This is no simple trick. The challenge to the cell is that the task is gargantuan, they exclaim. Thousands of protein parts up to a quarter of the cells protein inventory must be generated rapidly in times of heat stress. But like an army with nothing to do, a large heat-shock response force is too expensive to maintain all the time. Instead, the rescuers are drafted into action when needed by an elaborate system of sensors, feedback and feed-forward loops, and protein networks.
Living cells defend themselves from a vast array of environmental insults. One such environmental stress is exposure to temperatures significantly above the range in which an organism normally lives. Heat unfolds proteins by introducing thermal energy that is sufficient to overcome the noncovalent molecular interactions that maintain their tertiary structures. Evidently, this threat has been ubiquitous throughout the evolution [sic] of most life forms. Organisms respond with a highly conserved response that involves the induced expression of heat shock proteins. These proteins include molecular chaperones that ordinarily help to fold newly synthesized proteins and in this context help to refold denatured proteins. They also include proteases [enzymes that disassemble damaged proteins] and, in eukaryotes, a proteolytic multiprotein complex called the proteasome, which serve to degrade denatured proteins that are otherwise harmful or even lethal to the cell. Sufficient production of chaperones and proteases can rescue the cell from death by repairing or ridding the cell of damaged proteins.

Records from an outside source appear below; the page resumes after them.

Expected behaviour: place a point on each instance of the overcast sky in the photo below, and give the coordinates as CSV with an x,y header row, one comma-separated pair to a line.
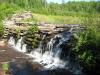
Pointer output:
x,y
60,1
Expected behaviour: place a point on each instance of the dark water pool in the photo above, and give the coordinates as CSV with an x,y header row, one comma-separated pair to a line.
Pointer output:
x,y
27,69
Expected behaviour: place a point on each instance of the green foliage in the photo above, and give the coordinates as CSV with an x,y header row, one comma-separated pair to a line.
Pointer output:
x,y
87,47
1,29
33,29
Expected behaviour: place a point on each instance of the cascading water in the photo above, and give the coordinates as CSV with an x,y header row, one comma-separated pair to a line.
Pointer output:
x,y
18,46
50,59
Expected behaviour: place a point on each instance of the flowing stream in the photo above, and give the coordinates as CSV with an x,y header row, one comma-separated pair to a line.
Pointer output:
x,y
50,58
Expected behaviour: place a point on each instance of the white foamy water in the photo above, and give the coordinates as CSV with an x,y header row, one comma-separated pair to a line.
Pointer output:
x,y
50,59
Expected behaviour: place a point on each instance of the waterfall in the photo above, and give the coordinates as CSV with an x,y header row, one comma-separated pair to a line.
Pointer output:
x,y
11,42
50,59
18,46
24,48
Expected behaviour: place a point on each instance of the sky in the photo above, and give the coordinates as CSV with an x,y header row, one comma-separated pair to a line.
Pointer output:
x,y
60,1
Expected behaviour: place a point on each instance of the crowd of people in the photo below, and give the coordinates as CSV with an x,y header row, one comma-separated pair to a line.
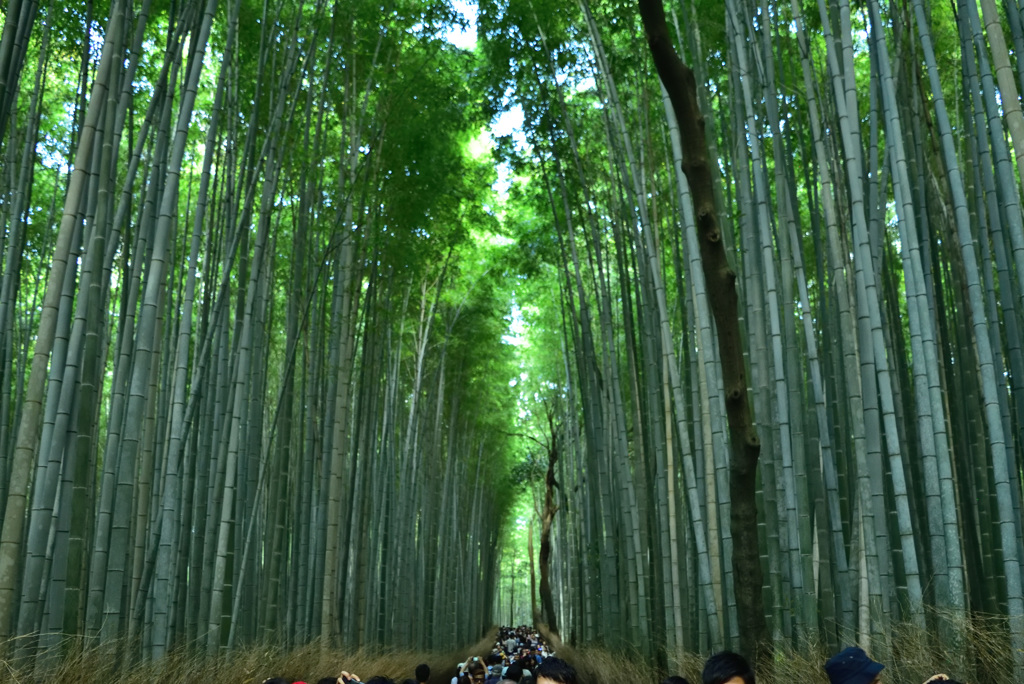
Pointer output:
x,y
850,666
520,656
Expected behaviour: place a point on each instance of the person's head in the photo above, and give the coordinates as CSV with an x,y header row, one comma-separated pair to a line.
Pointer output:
x,y
476,671
555,671
851,666
727,668
513,672
675,679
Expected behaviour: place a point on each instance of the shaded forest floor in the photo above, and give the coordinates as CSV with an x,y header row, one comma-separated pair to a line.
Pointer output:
x,y
250,665
989,660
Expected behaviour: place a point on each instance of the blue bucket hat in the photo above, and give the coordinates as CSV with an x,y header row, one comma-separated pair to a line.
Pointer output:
x,y
851,666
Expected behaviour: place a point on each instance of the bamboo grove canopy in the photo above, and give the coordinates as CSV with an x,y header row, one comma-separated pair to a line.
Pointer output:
x,y
260,262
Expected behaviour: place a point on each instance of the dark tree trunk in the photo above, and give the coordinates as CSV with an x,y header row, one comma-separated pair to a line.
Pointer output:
x,y
745,447
547,517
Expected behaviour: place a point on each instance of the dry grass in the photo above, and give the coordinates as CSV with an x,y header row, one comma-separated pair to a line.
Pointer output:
x,y
245,666
983,658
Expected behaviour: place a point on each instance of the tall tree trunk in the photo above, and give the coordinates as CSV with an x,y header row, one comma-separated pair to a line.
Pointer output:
x,y
744,444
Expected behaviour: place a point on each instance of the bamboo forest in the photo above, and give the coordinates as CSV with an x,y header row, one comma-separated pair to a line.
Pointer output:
x,y
670,326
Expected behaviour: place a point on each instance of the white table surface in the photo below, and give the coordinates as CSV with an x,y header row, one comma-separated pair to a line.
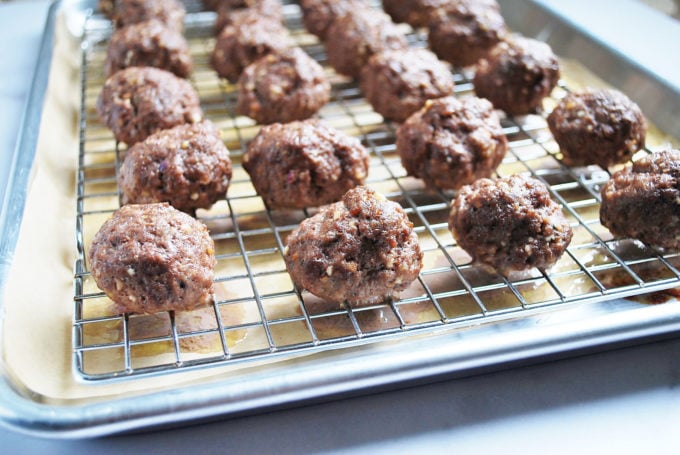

The interesting thing about this Commentary, however, is not just the bacterial system, amazing as it is. Its the way the scientists approached the system to understand it. Viewing the heat shock response as a control engineer would, they continue, El-Samad et al. treated it like a robust system and reverse-engineered it into a mathematical model, then ran simulations to see if it reacted like the biological system. They found that two feedback loops were finely tuned to each other to provide robustness against single-parameter fluctuations. By altering the parameters in their model, they could detect influences on the response time and the number of proteins generated. This approach gave them a handle on what was going on in the cell. The analysis in El-Samad et al. is important not just because it captures the behavior of the system, but because it decomposes the mechanism into intuitively comprehensible parts. If the heat shock mechanism can be described and understood in terms of engineering control principles, it will surely be informative to apply these principles to a broad array of cellular regulatory mechanisms and thereby reveal the control architecture under which they operate.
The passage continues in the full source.